4.2 Issues in a Queuing Model Simulation
4.2.1 Mutual Exclusion
Most simulations that are run on a GPU use 2D or 3D spaces to represent the simulation results. The spaces and the variables, used for updating those spaces, are implemented in an array on the GPU. The result array is updated based on variable arrays throughout the simulation. For example, the velocity array is used for updating the result array by a partial differential equation in a fluid simulation. The result array is dependent on the variable arrays, but not vice versa. In a fluid simulation, the changes of velocity in a fluid simulation make the result different, but the result array does not change the velocity. This kind of update is one-directional. Mutual exclusion is not necessary, since each thread is responsible for a fixed number of elements, and does not interfere with other threads.

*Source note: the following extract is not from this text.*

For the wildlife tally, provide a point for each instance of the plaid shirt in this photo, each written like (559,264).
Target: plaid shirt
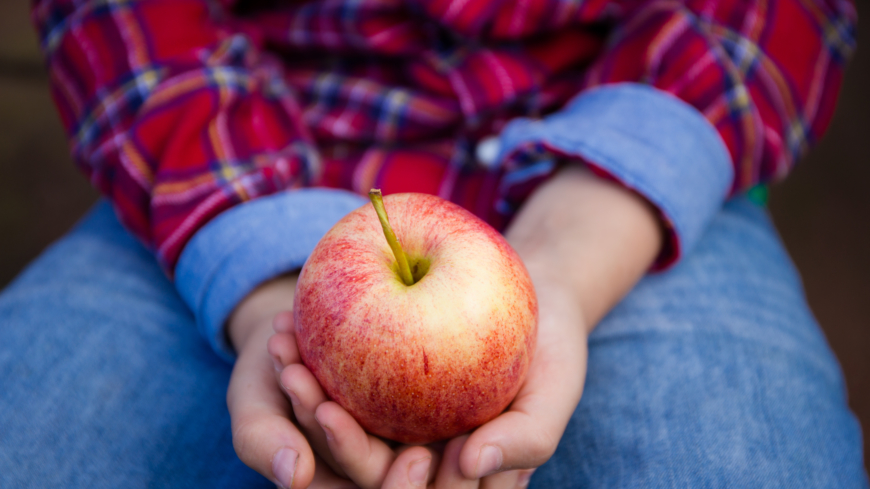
(180,109)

However, the updates in a queuing model simulation are bi-directional. One event simultaneously updates both the FEL and service facility arrays. Bi-directional updates occurring at the same time may cause their results to be incorrect, because one of the element indexes–either the FEL or the service facility–cannot be accessed by other threads independently. For example, consider a concurrent request to the same service facility that has only one server, as shown in Figure4-2A. Both threads try to schedule their token to the server because its idle status is read by both threads at the same time. The simultaneous writing to the same location leads to the wrong result in thread #1, as shown in Figure4-2B. We need a mutual exclusion algorithm because data inconsistency can occur when updating both arrays at the same time. The mutual exclusion involved in this environment is different from the case of the concurrent priority queue, in that two different arrays concurrently attempt to update each other and are accessed by the same element index.
Facility #1, Busy, Token #3 Facility #2, Idle, -Token ID #1 Time 2 Event ARRIVAL Facility #2 Status Free Thread #1 Token ID #2 Time 2 Event ARRIVAL Facility #2 Status Free Thread #2
A A concurrent request from two threads
Facility #1, Busy, Token #3 Facility #2, Busy, Token #2
Token ID #1 Time 2 Event ARRIVAL Facility #2 Status Served Thread #1 Token ID #2 Time 2 Event ARRIVAL Facility #2 Status Served Thread #2
B The incorrect results for a concurrent request. The status of token #1 should be Queue.

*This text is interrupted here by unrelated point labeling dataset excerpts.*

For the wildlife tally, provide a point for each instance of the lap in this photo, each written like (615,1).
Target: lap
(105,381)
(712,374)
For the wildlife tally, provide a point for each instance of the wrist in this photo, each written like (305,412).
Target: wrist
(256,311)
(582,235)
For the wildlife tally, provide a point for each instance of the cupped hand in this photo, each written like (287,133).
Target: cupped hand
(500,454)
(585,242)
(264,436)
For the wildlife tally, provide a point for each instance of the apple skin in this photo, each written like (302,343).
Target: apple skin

Figure 4-2. The result of a concurrent request from two threads without a mutual exclusion algorithm
The simplest way to implement mutual exclusion is to separate both updates. Alternate access between the FEL and service facility can resolve this problem. When updates are happening in terms of the FEL, each extracted token in the FEL stores information about the service facility, indicating that an update is required at the next step. Service facilities are then updated based on these results. Each service facility searches the FEL to find the extracted tokens that are related to itself at the current time.